Alors qu’un conflit de forte intensité de type 2019-2020 ne semble pas à l’ordre du jour, notamment en raison de présences militaires étrangères (russe et turque en particulier), le risque d’escalade de la violence est réel. Depuis 48 heures, la situation sécuritaire se dégrade du côté de Sehba (où Saïf al-Islam a fait enregistrer sa candidature). D’avis d’experts, les tensions entre les soutiens de Saïf al-Islam, ceux de Khalifa Haftar et dans une moindre mesure, ceux du Premier ministre, sont palpables.
Le risque que les deux principaux blocs est et ouest s’opposent sur la question des élections n’est pas à exclure et pourrait provoquer une nouvelle partition institutionnelle avec deux gouvernements parallèles, (un bis repetita de la situation qui prévalait entre 2014 et 2021). Dès lors, peut-on s’interroger sur la volonté insistante de la communauté internationale d’organiser, en ces temps de crispations, une élection présidentielle dont le cadre ne pourrait garantir l’acceptation d’une majorité de Libyens.

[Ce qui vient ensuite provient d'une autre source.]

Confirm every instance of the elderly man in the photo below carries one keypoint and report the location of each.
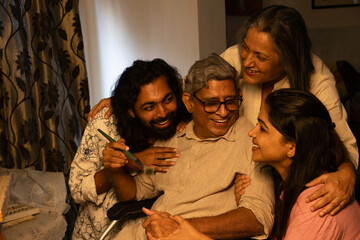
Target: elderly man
(213, 148)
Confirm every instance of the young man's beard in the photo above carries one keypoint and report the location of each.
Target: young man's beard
(162, 133)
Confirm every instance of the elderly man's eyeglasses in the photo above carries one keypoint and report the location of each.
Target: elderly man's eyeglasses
(212, 106)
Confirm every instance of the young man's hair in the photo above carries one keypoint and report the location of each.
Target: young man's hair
(301, 118)
(125, 94)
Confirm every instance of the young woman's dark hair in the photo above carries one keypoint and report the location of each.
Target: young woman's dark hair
(288, 30)
(126, 91)
(300, 117)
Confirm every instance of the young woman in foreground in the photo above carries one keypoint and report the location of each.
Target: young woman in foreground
(295, 136)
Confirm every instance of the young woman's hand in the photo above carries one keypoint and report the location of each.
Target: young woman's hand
(103, 103)
(181, 229)
(113, 158)
(337, 191)
(241, 182)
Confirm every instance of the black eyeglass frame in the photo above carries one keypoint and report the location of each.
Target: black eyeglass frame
(240, 99)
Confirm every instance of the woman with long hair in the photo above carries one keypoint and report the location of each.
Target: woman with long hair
(296, 137)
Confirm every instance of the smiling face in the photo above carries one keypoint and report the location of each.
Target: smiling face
(260, 59)
(210, 125)
(155, 105)
(269, 145)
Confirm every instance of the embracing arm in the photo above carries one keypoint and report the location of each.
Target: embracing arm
(237, 223)
(337, 191)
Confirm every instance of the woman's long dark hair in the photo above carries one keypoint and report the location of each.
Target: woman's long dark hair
(288, 29)
(300, 117)
(126, 91)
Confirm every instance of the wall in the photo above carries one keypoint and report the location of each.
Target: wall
(335, 32)
(117, 32)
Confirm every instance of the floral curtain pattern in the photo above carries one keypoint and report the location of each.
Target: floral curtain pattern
(44, 89)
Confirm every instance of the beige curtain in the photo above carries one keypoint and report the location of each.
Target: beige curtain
(44, 89)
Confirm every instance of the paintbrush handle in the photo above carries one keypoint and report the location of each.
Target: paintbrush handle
(127, 153)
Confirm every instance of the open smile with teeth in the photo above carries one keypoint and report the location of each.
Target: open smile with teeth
(255, 146)
(163, 123)
(251, 71)
(220, 120)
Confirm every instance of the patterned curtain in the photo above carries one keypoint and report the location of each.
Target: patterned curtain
(44, 89)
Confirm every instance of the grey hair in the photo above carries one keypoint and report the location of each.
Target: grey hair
(213, 67)
(289, 32)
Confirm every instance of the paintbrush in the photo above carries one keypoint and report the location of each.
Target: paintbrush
(129, 155)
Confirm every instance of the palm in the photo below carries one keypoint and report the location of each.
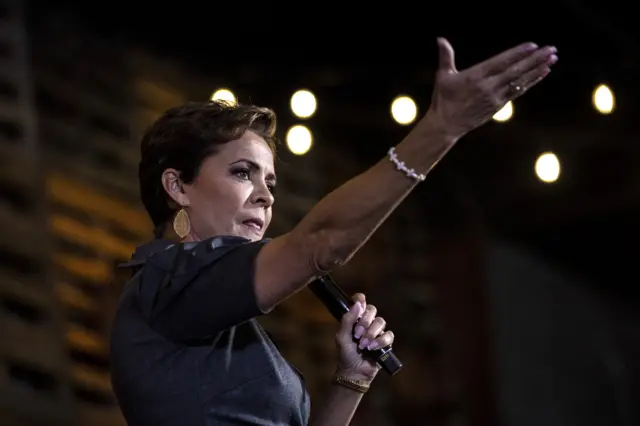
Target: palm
(465, 100)
(351, 359)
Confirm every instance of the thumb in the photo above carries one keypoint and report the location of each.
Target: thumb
(349, 320)
(446, 58)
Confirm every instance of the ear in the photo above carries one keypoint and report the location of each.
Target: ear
(174, 188)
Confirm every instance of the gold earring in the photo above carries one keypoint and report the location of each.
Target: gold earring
(182, 224)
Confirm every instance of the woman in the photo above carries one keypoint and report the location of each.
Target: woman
(186, 347)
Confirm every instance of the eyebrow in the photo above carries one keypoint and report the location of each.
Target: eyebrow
(255, 166)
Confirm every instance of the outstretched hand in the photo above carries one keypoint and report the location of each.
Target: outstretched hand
(464, 100)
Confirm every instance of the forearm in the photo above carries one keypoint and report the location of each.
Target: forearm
(338, 409)
(345, 219)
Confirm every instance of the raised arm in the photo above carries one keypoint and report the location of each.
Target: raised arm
(344, 220)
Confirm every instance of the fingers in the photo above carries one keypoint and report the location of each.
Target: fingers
(446, 57)
(360, 297)
(526, 82)
(348, 321)
(501, 62)
(541, 60)
(382, 341)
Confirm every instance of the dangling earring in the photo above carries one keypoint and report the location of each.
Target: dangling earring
(182, 224)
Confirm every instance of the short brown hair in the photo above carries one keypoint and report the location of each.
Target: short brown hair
(183, 137)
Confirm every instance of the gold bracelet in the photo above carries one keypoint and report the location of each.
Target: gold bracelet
(355, 385)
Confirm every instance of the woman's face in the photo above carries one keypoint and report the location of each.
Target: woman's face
(233, 192)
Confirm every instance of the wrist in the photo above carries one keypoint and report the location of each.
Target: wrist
(351, 384)
(355, 376)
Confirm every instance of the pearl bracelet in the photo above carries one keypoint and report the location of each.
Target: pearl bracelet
(411, 173)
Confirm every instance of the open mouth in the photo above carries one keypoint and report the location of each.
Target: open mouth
(255, 224)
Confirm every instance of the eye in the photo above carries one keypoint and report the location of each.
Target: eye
(243, 173)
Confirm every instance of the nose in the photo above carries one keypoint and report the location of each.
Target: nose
(263, 196)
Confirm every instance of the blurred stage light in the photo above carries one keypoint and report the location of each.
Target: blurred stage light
(303, 103)
(548, 167)
(404, 110)
(224, 95)
(603, 99)
(505, 113)
(299, 139)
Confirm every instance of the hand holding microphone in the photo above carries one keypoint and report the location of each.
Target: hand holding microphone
(364, 344)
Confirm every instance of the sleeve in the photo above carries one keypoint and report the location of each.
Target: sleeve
(206, 297)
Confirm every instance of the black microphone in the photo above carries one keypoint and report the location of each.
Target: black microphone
(338, 304)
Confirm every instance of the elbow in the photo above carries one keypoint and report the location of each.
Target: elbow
(328, 252)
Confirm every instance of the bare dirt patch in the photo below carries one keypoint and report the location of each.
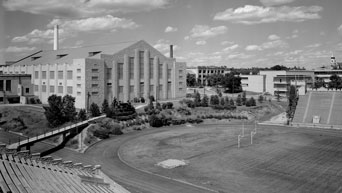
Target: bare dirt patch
(280, 160)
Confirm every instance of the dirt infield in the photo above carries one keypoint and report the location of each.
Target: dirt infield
(280, 160)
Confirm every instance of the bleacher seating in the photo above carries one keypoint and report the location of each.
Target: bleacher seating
(326, 105)
(25, 173)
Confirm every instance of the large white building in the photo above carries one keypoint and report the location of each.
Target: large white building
(92, 74)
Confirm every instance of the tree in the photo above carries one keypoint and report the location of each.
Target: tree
(82, 115)
(231, 82)
(231, 102)
(68, 109)
(197, 99)
(190, 80)
(335, 82)
(226, 100)
(252, 101)
(105, 107)
(261, 99)
(238, 100)
(205, 101)
(279, 67)
(222, 101)
(94, 110)
(243, 99)
(53, 112)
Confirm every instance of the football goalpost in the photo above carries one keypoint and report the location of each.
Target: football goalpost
(253, 132)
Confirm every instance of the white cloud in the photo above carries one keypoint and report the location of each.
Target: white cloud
(205, 32)
(340, 29)
(267, 45)
(275, 2)
(313, 45)
(273, 37)
(201, 42)
(164, 46)
(16, 49)
(226, 43)
(230, 48)
(253, 48)
(251, 14)
(82, 8)
(170, 29)
(70, 28)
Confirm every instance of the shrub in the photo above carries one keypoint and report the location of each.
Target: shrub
(101, 133)
(94, 110)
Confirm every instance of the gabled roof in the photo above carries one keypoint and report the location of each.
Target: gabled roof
(67, 55)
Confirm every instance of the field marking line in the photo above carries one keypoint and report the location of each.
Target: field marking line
(165, 177)
(307, 107)
(331, 107)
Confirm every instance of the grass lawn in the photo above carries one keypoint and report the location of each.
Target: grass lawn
(280, 160)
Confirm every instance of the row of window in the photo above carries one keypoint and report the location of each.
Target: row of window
(8, 85)
(60, 89)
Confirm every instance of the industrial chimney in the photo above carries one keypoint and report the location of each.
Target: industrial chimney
(171, 51)
(55, 38)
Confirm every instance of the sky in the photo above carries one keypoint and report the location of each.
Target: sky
(233, 33)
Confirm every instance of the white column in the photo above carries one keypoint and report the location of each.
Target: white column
(126, 78)
(115, 80)
(146, 74)
(156, 77)
(136, 73)
(165, 80)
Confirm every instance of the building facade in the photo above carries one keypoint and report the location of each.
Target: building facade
(93, 74)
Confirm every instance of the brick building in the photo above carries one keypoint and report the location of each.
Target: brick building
(92, 74)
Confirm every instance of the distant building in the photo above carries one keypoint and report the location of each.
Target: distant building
(202, 72)
(15, 88)
(92, 74)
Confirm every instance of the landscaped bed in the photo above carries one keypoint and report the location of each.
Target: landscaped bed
(280, 159)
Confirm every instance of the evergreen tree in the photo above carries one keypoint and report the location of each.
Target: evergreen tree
(105, 107)
(243, 99)
(222, 101)
(238, 100)
(82, 115)
(231, 102)
(53, 112)
(252, 101)
(197, 99)
(205, 101)
(261, 99)
(94, 110)
(226, 101)
(69, 110)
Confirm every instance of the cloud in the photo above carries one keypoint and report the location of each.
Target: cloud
(170, 29)
(201, 42)
(82, 8)
(267, 45)
(70, 28)
(273, 37)
(107, 22)
(230, 48)
(206, 32)
(16, 49)
(253, 48)
(275, 2)
(164, 46)
(226, 43)
(340, 29)
(251, 14)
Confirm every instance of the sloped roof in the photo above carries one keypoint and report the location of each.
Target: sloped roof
(67, 55)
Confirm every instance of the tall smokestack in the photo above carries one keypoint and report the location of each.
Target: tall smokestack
(55, 38)
(171, 51)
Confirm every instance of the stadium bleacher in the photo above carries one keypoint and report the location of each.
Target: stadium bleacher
(25, 173)
(326, 105)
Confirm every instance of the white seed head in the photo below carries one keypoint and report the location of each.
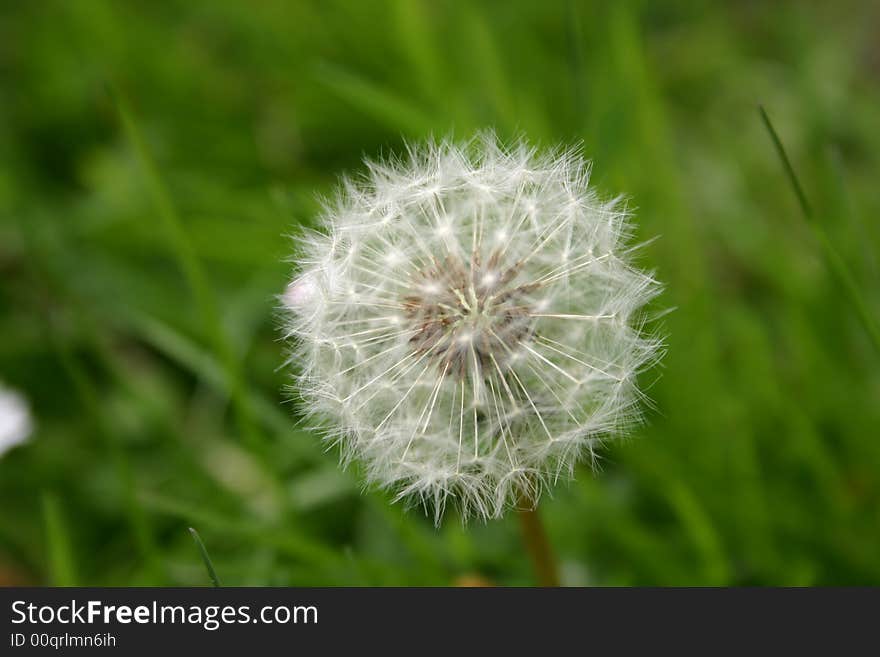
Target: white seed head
(466, 322)
(15, 420)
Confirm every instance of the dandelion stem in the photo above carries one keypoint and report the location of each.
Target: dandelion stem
(537, 545)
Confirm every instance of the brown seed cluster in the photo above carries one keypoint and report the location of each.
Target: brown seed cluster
(467, 316)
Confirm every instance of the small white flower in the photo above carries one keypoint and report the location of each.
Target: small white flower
(466, 324)
(15, 420)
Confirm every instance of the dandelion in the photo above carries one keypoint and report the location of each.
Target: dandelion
(466, 322)
(15, 420)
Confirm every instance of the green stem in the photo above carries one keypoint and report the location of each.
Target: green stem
(833, 260)
(537, 545)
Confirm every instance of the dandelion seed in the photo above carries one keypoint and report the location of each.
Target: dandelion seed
(466, 323)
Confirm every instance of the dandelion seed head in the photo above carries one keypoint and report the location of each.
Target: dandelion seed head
(467, 322)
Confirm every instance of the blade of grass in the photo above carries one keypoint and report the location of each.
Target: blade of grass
(835, 262)
(205, 558)
(375, 100)
(60, 556)
(88, 397)
(193, 273)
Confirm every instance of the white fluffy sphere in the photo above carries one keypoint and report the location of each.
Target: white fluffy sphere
(466, 324)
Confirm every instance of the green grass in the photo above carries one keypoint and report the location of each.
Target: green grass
(153, 156)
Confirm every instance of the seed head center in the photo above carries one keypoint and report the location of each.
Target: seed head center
(469, 317)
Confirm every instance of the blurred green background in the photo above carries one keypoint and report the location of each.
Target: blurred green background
(153, 155)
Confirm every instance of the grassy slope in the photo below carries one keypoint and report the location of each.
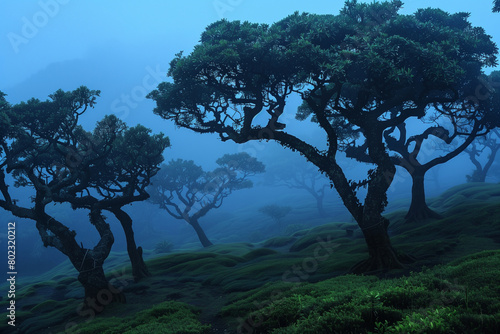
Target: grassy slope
(287, 282)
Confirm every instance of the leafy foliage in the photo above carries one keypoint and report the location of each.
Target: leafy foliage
(352, 68)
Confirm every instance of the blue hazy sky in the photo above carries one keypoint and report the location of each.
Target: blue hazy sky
(124, 47)
(36, 34)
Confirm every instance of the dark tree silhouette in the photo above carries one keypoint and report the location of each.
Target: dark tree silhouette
(358, 66)
(276, 212)
(45, 149)
(188, 193)
(121, 177)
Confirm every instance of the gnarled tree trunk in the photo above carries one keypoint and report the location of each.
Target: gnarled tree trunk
(201, 234)
(88, 262)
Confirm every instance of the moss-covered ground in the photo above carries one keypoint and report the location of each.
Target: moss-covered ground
(298, 283)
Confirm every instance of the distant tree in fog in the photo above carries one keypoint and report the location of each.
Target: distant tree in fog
(356, 67)
(276, 212)
(187, 192)
(44, 149)
(305, 178)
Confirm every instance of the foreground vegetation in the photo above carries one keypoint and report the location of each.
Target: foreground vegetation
(297, 283)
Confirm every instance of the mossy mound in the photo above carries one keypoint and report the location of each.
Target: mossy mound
(168, 317)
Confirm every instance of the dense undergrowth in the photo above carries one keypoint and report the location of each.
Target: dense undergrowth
(297, 283)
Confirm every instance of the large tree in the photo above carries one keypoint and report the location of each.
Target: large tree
(188, 193)
(358, 66)
(44, 149)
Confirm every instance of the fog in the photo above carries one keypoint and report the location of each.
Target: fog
(123, 49)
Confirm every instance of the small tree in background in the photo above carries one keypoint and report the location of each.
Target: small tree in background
(188, 192)
(44, 149)
(491, 143)
(358, 65)
(276, 212)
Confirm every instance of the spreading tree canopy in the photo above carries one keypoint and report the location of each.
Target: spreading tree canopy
(358, 66)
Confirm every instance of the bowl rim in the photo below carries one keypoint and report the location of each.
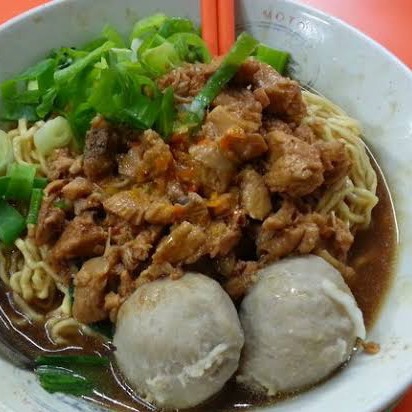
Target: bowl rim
(394, 395)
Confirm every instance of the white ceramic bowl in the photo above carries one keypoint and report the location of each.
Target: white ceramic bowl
(343, 64)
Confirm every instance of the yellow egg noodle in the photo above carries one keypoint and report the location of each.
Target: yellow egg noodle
(31, 278)
(353, 197)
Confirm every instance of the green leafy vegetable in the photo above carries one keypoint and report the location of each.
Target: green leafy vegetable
(148, 26)
(35, 205)
(161, 59)
(4, 184)
(40, 182)
(54, 134)
(71, 360)
(12, 223)
(21, 181)
(54, 379)
(135, 99)
(244, 46)
(278, 59)
(114, 36)
(66, 75)
(6, 152)
(191, 47)
(174, 25)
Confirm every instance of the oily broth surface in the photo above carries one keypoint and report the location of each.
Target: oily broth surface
(372, 257)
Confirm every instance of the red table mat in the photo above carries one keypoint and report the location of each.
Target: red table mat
(388, 22)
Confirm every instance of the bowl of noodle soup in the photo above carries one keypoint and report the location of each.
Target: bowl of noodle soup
(355, 93)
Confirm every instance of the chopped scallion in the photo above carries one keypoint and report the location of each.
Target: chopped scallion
(40, 182)
(54, 379)
(21, 181)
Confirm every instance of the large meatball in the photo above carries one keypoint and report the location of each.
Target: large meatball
(178, 341)
(300, 321)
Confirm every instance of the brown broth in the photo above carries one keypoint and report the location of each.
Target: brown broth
(372, 257)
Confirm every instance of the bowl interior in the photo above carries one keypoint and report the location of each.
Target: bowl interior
(341, 63)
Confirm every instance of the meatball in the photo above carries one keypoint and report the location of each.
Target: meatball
(300, 322)
(178, 341)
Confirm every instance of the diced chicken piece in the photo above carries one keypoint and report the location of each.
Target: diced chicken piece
(192, 208)
(305, 133)
(185, 244)
(294, 166)
(238, 146)
(148, 160)
(60, 163)
(221, 238)
(77, 188)
(255, 195)
(137, 250)
(284, 95)
(161, 212)
(335, 160)
(224, 204)
(187, 80)
(89, 291)
(112, 303)
(288, 231)
(51, 221)
(121, 231)
(215, 171)
(102, 145)
(129, 205)
(271, 124)
(233, 109)
(81, 238)
(158, 270)
(92, 202)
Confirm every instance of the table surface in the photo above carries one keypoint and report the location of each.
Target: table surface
(388, 22)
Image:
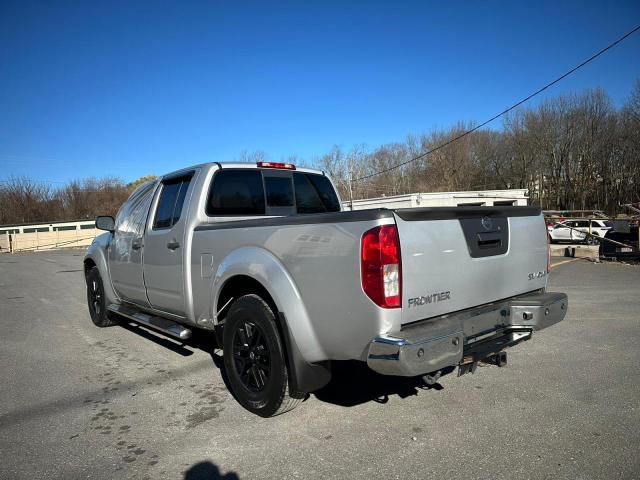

« Au Mali, en Afghanistan ou en Irak, on retrouve les mêmes recettes. Les instruments proposés se concentrent sur le renouvellement de la légitimité qui passerait nécessairement par l’organisation d’élections, y compris dans un contexte où vous avez une absence totale de consensus sur le cadre constitutionnel et sur les lois électorales… Dans le cas libyen comme dans le cas malien, il n’y a pas de réflexion sur le jour d’après et sur la façon dont les différentes institutions politiques gouverneront dans une situation de polarisation considérable », prévient Virginie Collombier.